I’m sure I’m not the only person that feels this way. I mean, can we all just agree that 2016 was an odd year? Perhaps your 2016 wasn’t the dumpster fire the internet said it was. But when a large and vocal collection of people start counting down to the end of they year like villagers gathering their pitchforks, it’s pretty safe to say things have been a bit “off” in the world.
While I can hardly claim that my 2016 was a terrible year; after all, I had a baby, gained some international attention for my collaborative project, and was able to spend a week studying under Sam Abell. However, this was also the first year in a very long time that world events and the general population really tested my belief that humanity is inherently good and that kindness will bubble to the surface when times get hard. Added to the aggravations of 2016, I spent a good portion of the year pulling back from work and business in preparation for the baby. Pulling back from productivity goes against every fiber of my being. I was basically born with my nose bloodied from being shoved against the grindstone. Watching friends actively pick up business and jump on opportunities later in the year was certainly a point of frustration, even while knowing sitting on my hands was by my own choosing.
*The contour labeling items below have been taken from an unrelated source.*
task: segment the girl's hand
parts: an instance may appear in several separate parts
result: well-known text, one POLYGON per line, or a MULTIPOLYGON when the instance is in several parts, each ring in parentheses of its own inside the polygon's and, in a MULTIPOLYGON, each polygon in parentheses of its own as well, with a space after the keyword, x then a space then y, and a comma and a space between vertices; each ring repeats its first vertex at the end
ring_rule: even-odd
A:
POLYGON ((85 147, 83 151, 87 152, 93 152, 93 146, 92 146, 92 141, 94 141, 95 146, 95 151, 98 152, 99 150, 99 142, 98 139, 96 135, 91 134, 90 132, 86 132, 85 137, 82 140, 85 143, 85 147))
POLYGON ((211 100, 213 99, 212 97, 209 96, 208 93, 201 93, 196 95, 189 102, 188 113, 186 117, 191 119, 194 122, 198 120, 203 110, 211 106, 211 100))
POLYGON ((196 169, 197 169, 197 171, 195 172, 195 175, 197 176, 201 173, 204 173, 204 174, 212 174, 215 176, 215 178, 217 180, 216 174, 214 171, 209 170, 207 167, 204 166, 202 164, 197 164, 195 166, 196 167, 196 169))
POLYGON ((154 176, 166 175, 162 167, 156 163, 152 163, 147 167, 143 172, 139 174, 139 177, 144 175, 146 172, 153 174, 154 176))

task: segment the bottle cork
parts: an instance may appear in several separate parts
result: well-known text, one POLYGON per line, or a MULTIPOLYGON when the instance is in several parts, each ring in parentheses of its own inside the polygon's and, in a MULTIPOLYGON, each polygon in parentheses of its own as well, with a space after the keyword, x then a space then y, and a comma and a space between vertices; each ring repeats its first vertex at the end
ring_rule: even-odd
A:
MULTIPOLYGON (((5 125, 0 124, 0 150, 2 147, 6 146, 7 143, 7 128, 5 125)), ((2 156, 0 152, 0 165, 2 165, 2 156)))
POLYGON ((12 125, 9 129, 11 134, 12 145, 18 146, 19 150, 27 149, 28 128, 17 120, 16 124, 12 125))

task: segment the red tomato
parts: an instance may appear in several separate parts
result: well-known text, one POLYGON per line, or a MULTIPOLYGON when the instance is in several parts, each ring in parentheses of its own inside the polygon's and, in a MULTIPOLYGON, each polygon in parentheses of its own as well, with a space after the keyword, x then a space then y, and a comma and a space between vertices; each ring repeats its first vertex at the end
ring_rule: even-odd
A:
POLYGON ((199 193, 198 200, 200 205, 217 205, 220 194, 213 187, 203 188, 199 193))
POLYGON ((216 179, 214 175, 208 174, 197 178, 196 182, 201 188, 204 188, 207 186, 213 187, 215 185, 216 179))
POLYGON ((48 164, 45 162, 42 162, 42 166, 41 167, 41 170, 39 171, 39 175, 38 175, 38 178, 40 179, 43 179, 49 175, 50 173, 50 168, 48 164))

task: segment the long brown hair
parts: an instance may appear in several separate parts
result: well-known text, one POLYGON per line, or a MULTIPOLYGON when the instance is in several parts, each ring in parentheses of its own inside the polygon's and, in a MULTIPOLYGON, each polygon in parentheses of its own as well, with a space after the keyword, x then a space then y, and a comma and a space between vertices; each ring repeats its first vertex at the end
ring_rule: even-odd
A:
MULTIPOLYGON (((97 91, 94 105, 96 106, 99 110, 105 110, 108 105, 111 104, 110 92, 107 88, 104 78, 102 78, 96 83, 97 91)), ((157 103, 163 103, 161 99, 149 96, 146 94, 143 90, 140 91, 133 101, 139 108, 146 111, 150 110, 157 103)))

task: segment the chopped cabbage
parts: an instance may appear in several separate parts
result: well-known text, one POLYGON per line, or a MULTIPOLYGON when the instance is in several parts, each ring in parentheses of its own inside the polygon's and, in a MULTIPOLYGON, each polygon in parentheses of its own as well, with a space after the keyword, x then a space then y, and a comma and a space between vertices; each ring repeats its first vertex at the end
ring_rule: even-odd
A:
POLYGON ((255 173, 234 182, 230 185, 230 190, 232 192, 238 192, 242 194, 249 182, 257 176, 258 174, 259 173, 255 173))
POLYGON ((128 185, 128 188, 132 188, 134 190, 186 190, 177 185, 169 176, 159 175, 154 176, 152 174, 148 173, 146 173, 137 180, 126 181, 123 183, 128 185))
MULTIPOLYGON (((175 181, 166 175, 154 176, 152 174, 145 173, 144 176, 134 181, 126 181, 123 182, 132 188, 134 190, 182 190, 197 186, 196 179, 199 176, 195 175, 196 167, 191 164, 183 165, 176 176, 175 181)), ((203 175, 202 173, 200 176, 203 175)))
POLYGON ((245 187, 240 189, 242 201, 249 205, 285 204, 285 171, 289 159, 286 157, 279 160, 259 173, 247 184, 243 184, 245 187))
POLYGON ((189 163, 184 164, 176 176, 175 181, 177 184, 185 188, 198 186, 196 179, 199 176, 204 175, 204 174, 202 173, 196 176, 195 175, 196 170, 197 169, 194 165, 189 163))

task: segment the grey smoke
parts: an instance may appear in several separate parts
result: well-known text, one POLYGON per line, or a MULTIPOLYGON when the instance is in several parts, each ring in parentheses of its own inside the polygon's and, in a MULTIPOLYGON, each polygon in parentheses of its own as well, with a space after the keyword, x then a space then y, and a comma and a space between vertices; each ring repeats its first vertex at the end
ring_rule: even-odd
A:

And that brings me to January and the word patience. Still on leave from client appointments and knowing that, even once I reopen my calendar, I will still have to consciously step back on many occasions. Being the primary care giver to a 4 year old and an infant as well as being married to a guy with an erratic work and travel schedule does not leave the flexibility for much else.
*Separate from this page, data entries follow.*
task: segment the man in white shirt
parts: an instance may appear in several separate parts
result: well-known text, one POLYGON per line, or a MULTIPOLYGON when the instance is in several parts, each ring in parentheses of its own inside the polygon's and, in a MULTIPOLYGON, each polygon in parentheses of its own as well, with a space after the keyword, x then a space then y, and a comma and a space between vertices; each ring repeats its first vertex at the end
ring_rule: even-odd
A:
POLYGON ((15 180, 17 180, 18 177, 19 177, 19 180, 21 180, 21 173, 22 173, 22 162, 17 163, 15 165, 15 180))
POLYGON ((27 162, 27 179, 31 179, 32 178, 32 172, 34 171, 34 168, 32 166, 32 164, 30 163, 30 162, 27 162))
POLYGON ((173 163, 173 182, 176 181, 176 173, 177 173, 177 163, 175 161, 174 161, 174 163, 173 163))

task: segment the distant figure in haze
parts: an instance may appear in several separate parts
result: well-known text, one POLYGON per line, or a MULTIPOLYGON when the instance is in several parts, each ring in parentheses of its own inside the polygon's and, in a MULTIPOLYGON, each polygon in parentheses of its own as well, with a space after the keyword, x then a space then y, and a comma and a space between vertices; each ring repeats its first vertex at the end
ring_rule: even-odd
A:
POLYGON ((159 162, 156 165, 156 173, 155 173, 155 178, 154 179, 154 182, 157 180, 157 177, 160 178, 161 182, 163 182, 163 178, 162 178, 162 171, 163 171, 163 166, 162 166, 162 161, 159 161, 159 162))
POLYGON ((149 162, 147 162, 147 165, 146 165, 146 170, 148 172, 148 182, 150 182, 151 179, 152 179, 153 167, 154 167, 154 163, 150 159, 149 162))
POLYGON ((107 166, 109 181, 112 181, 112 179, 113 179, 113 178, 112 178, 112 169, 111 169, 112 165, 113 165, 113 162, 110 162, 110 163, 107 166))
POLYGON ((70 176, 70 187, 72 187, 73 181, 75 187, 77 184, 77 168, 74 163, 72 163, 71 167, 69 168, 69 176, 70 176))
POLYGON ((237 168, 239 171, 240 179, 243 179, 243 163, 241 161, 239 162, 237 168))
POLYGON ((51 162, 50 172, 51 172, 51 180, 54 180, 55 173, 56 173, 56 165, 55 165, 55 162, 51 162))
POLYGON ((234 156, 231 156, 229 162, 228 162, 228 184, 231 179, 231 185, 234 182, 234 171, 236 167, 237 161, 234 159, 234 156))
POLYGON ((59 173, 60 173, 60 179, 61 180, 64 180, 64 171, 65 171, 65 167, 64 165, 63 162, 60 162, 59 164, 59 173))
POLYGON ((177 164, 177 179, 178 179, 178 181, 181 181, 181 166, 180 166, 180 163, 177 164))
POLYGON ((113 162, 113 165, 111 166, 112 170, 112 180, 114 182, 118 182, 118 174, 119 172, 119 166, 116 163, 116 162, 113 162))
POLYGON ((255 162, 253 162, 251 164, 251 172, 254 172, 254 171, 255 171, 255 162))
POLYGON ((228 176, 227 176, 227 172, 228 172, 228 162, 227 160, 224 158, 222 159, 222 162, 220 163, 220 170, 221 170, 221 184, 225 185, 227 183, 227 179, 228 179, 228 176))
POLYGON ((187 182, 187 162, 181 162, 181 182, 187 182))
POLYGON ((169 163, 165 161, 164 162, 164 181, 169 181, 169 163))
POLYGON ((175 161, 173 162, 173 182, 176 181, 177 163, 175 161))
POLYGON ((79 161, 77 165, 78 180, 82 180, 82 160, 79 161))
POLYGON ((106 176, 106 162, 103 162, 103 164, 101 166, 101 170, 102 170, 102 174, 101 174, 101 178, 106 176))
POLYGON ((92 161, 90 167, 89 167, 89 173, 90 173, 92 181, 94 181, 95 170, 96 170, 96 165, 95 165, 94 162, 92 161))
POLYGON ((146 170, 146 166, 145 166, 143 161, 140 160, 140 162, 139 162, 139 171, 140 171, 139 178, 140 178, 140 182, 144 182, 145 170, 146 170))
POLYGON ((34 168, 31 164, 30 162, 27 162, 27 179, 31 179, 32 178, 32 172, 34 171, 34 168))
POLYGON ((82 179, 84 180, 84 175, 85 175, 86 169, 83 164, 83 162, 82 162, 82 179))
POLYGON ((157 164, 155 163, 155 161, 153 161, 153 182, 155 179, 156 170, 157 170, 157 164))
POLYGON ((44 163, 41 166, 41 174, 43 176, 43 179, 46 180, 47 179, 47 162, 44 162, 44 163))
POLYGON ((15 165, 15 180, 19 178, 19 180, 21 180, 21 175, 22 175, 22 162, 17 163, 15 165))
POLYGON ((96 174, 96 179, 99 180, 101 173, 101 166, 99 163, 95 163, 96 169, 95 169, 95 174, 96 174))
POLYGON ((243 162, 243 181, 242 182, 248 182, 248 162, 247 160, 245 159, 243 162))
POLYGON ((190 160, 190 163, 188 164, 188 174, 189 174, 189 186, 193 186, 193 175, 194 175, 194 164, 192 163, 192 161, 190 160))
So this is the year of patience, with my family, with life and with myself. The year of knowing certain goals will have to wait and other goals will have to be scaled back. It’s the year of forgiving myself for falling short, as it’s certain to happen many times over. And it’s the year of being okay with all of the above.
And for the rest of you finding yourself a bit lost this January I encourage you to join me in somehow shifting focus and doing things a little different this year. Since this year I will be doing less reaching for the stars and more reaching down to pick up a baby, wipe a snotty nose, or tie the sad, old tennis shoes I’ve been wearing more and more since November; I will be focusing more on self care. You know, the goals one has on their list every year but never stick, after all “get published” is so much more big and shiny than “make reading for pleasure a habit”. With any luck 2018 will feel more like back to business as usual.